And that’s just the field-specific stuff. Contrary to the optimistic line we get from Thomas Friedman and others about the rise of the à la carte, go-it-alone economy, there are still huge structural impediments to self-employment. I’m thinking in particular of the exorbitant costs of health care and child care. Without access to cheaper and better versions of these, freelancing is going to continue to be very tough sledding. Most of us still get health insurance through our employers. If your spouse works for an organization that offers good benefits, great. If not, tough luck. You can buy your own on the private market, and Obamacare is gradually making that more affordable than it used to be, but it’s still a huge expense. If you or anyone in your family has a costly pre-existing condition, the monthly fees for private insurance can become breathtaking. I speak from experience on this one. This is a huge barrier to entry, and all the WiFi hot spots and smart phones and blogs in the world won’t bring it down.
I’m now knee-deep in my own one-family experiment with freelancing, and I occasionally wonder how and why it’s worked for me so far. My answer always starts with the point Phil Schrodt made about the value of already being a known quantity with professional ties to people with money to spend. I started this spell of my career after a ten-year stint with a big consulting firm that connected me to lots of great scholars and sharp people in several U.S. government agencies. If I had tried to do something like this right out of grad school, I’m virtually certain I would have failed fast. I like to think that my careerist turn to social media and blogging have made a big difference, but that’s probably not true. Sure, I’ve landed some paid freelance jobs through those channels, but the vast majority of my income in the past two years has come from work that came to me through the connections I made and the reputation I developed in my old salaried job.
At least as important, I’m lucky for the accident of my and my wife’s birth into families with money. Without that cushion, I don’t know that I would have taken the risk of foregoing a paycheck in the first place, and I probably couldn’t have gotten through the couple of dry patches I’ve hit in the past 31 months.
Even with that safety net, one of the downsides of working this way is the constant anxiety that the music can stop at any time. In spite of all the advantages I’ve been handed, I constantly feel like I’m just one or two missed opportunities from a deeply negative cash flow and a frantic hunt for any salaried job with benefits that will have me.

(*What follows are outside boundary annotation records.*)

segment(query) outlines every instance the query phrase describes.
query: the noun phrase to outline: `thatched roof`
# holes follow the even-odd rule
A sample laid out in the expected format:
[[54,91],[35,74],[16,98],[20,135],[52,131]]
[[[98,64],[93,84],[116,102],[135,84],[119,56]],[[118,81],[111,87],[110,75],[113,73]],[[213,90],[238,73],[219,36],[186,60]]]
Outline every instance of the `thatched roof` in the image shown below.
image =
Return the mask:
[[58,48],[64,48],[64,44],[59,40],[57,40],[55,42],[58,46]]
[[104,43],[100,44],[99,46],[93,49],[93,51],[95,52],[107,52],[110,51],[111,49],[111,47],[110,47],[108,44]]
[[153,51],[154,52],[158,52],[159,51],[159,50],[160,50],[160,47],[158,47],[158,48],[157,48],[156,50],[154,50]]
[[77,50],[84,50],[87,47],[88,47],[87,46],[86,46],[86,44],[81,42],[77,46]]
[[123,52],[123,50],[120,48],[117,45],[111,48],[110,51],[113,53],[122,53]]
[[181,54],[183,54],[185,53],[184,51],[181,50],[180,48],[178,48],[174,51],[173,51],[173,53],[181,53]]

So Perlstein’s Kickstarter project is great and all, but let me tell you another story. I recently heard from an old colleague at a small consulting firm, a place I worked soon after grad school, that the firm had gone bankrupt late last year after something like a 25-year run. Now this former colleague—a person with terrific technical and managerial skills, many years of experience, and lots of connections—was struggling to find some way to earn money. When we spoke on the phone, the anxiety in this person’s voice was palpable.
You didn’t ask for my advice, but here it is. Until we make big advances on affordable health and child care that isn’t tied to an employer, or unless you’re independently wealthy, this former colleague, and not Perlstein’s crowdfunded mouse meth lab, is the image you should keep in mind as you consider whether or not to give independent social-science scholarship a go.